背後では追っ手たちが階段を駆け上がってくる音がする。
ヴェロニカは屋上の縁へ歩いた。
「アリス」
「何?」
「落ちるなよ」
「先輩こそ」
直後、二人は同時に屋上から飛び降りた。
地上へ向かって落下する。
雨粒が顔を打つ。
アリスが空中で近くの広告ホログラムへ手をかざすと、ビル壁面に非常用メンテナンスリフトがせり出した。
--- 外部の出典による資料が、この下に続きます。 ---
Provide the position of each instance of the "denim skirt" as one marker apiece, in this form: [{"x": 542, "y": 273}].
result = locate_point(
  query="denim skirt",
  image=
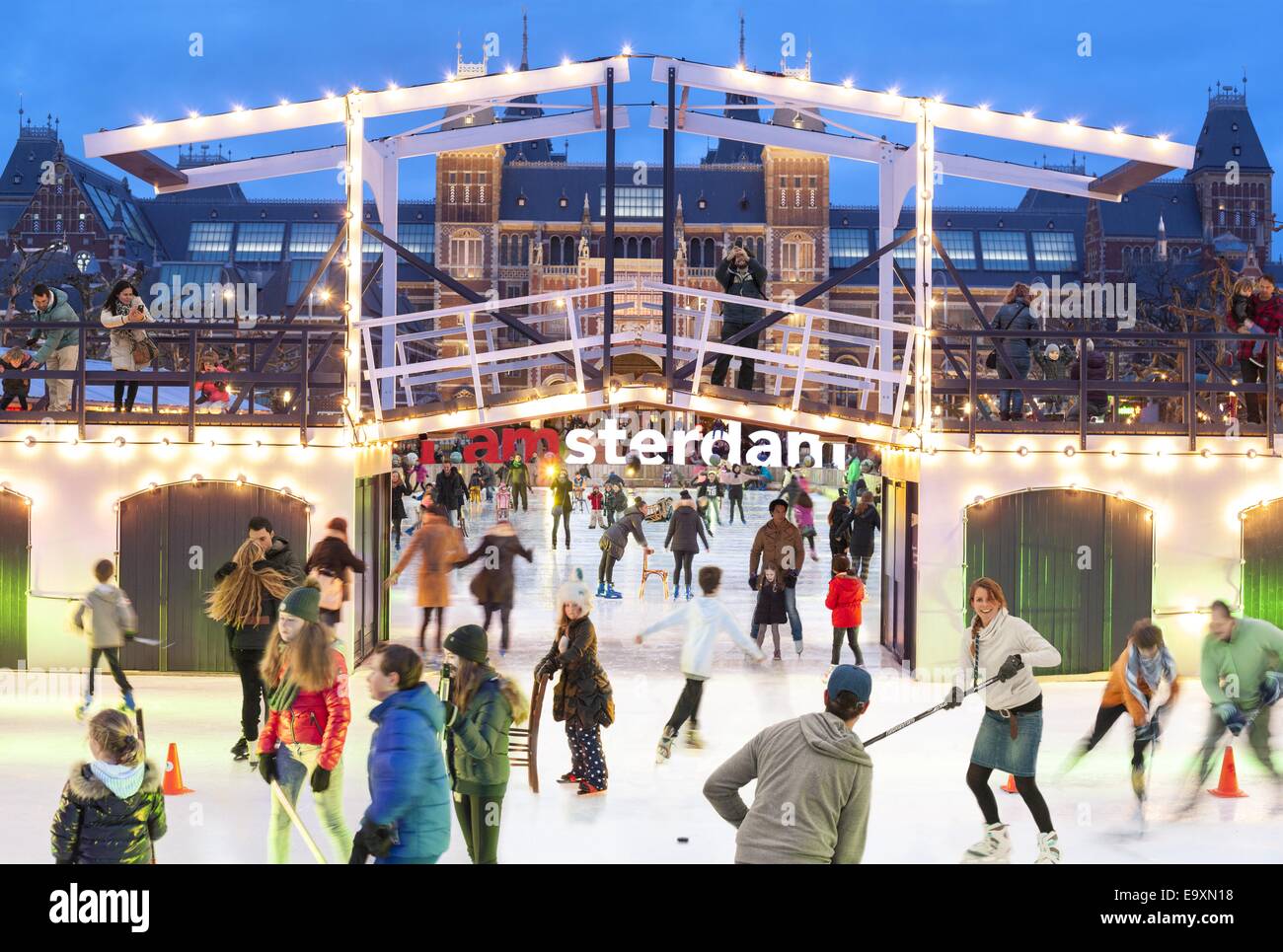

ヴェロニカはその支柱を掴み、片手でアリスの襟首を掴む。
「首が締まる!」
「我慢しろ」
「乱暴者」
「落とされたいか」
「ごめん、今のなし」
リフトを足場にして、二人は隣のビルへ飛び移る。
背後の施設では、サーバー室が青白い光を放ち、やがて全館の電源が落ちた。追っ手の通信も、武器も、警備網も、すべて沈黙する。
アリスはビルの上で振り返り、にやりと笑った。
「あはっ。任務完了。追跡者、全排除。データ回収率百パーセント。お疲れ、脳筋エルフ」
「次にそう呼んだら、貴様を投げる」
「どこに?」
「さっきの施設だ」
「それは困る」
ヴェロニカは雨に濡れた前髪を払い、無言で歩き出した。
アリスは軽い足取りでその隣に並ぶ。
相変わらず、口元には笑みがある。
感情が読めない、不気味な笑み。
だが、ヴェロニカは知っていた。
この生意気なガキの指先がなければ、今の任務は成立しない。
アリスもまた知っていた。
このお堅いエルフの拳がなければ、どれほど完璧なハッキングも現実の壁を破れない。
二人は互いに認めている。
だからこそ、文句を言い合いながらも並んで歩く。
夜のビル屋上に、通信音が鳴った。
アリスの手袋に、組織の紋章が浮かぶ。
「はいはい、こちらアリス。任務は終わったよ。褒めてもいいけど、長話は嫌い」
通信の向こうから、無機質な音声が返る。
『重要データの奪取を確認。任務達成。続いて緊急案件を通達する』
ヴェロニカが足を止めた。
「緊急案件だと」
『特区第十三エリアにて、収容個体二名が脱走。対象は姉妹。高危険度異能者。生死を問わず確保せよ』
アリスの笑みが、ほんの少し深くなる。
「あはっ。次のゲームが来た」
ヴェロニカは不機嫌そうに眉を寄せた。
「任務なら行く。それだけだ」
『対象データを送信する』
アリスの手袋に、二つの少女の顔が映し出された。
一人は、燃えるような目をした姉。
もう一人は、静かな風のような妹。
その姿を見た瞬間、ヴェロニカの頬の星型の痣が、かすかに痛んだ。
理由は分からない。
ただ、胸の奥で何かが小さく軋んだ。
「……行くぞ、アリス」
「あはっ。了解、先輩」
アリスは黒い手袋をひらひらと振り、雨に濡れた屋上の縁へ足を向けた。
「次は逃げたお姫様たちを捕まえるゲーム、ってわけだ」
「遊びではない」
「分かってるよ。だから面白いんじゃん」
「貴様は本当に性根が腐っているな」
「あはっ。今さら褒めないでよ、お堅い先輩」
二人は雨の中、再び夜の都市へ駆け出した。
この時のヴェロニカは、まだ知らない。
これから追う二人の少女が、自分の運命を変えることを。
アリスも、まだ知らない。
ゲームのように楽しんでいた任務の先で、自分の計算を狂わせるものに出会うことを。
そして都市も、まだ知らない。
この夜を境に、ガーデンという巨大な庭が、内側から静かに崩れ始めることを。